An easy to understand tokenizing parser that is usable for a wide range of string parsing scenarios. Especially useful for expression interpretation (see the Calculator example). The parser uses spans to parse text, so is performant and has low memory usage in most scenarios.


Keywords
Parser, Token, Tokenize, Compiler, Source, Generator
Install
Install-Package Outrage.TokenParser -Version 1.0.0

Documentation

Outrage Parser

A fast and flexible tokenizing parser for text instructions that you can actually understand. It can flexibly tokenize a test structure, capturing heirarchical tokens where you need that. Your token tree then drives how you interpret the instruction provided, assuming there were no errors parsing the token tree.

Help about parsing errors is provided, but can be improved. In many cases it wont tell you what it expected, but will tell you why and where it failed to parse the text.

Acutally understandable?

Yes, similar parsers make use of complex linq queries. You dont need to do that here.

Your parser maps the found content into tokens, under your control. You can easily break the parsing, or ignore parsed elements so they dont generate tokens but do contribute to the matching process, or preview items without consuming them.

Here is a basic example of parser expecting you to answer the question "What is your name?" with "My name is {name}.".

public static class MyNameIsParser {
    public static IMatcher MyNameIs = Matcher.String("My name is").Then(Characters.Whitespaces).Ignore();
    public static IMatcher Name = Matcher.Some(Characters.Letter).Then(Characters.Period.Ignore()).Text();
    public static IMatcher Source = MyNameIs.Then(Name).Then(Controls.EndOfFile);
    public static Match Process(string input) => TokenParser.Parse(input, Source);
}

In this scenario (will find in the unit tests) the matchers will:

  1. Match "My name is" followed by any amount of whitespace, Ignore means this doesnt generate a token.
  2. Match a name as a series of Characters.Letter (at least one) followed by a period (which it ignores) and produces a text token.
  3. Match the end of the file.

The series of matchers (MyNameIs and Name) are used by the Source matcher.

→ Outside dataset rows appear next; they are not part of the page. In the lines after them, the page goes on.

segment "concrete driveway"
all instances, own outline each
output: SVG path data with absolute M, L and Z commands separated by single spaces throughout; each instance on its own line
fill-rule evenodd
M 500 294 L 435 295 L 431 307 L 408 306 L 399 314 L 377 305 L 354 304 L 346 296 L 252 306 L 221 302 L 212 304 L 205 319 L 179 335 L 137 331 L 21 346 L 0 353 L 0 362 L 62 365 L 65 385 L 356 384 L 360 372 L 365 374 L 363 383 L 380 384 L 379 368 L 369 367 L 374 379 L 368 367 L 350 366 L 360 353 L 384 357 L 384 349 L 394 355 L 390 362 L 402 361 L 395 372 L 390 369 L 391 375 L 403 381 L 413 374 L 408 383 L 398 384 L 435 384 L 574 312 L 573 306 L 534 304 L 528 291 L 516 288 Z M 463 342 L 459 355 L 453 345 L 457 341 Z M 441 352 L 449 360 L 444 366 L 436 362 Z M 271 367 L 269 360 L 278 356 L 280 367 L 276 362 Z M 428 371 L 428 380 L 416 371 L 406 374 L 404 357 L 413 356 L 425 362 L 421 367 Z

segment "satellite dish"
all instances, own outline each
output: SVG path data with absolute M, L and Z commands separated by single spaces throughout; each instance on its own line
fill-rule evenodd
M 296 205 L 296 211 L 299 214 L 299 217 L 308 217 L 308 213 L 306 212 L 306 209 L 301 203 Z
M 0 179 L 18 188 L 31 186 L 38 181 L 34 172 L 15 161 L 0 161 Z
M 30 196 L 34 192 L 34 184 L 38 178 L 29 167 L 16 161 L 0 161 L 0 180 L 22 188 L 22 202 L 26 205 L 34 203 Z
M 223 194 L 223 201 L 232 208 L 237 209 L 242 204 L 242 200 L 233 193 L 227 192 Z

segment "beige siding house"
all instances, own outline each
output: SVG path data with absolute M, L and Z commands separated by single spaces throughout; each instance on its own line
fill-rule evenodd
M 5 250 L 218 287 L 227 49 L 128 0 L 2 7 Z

Process now returns a Match object with two Tokens (assuming Match.Success is true):

  1. TextToken( Value = "YourName" )
  2. EndOfFileToken

If the match fails (for example; you include a space in your name) you will get back Match (Success = false, Error = {what was wrong, and where}).

Tests

Parser includes tests to validate the base matching capabilities, there is also a great example parser for parsing and interpreting calculations.

Look-Ahead Behaviour

The parser includes look-ahead capability using the Until matcher; in this scenario the parser is slightly less performant because a series of increasing scope matches are tried until matching is possible.

For example, to match (some text) you could do the following:

    Characters.AnyChar.Some().SurroundedUntil(Characters.LeftBracket, Characters.RightBracket);

This will match sucessfully, but performs a series of look ahead matches for the right bracket character. You can avoid this by excluding the right bracket from the inner match, and use Sourrounded instead.

    Characters.AnyChar.Except(Characters.RightBracket).Some().Surrounded(Characters.LeftBracket, Characters.RightBracket);

Now we wont use look-ahead and the match will perform significantly faster.

Change History

1.1.3 - It turns out string interpolation is slow, delay it until after all the matching is done to avoid it being performed for every unsuccessful match. Instead of using the string matchResult.Error, review the result returned by matchResult.Error().

License

The Prosperity Public License 3.0.0. See LICENSE.MD.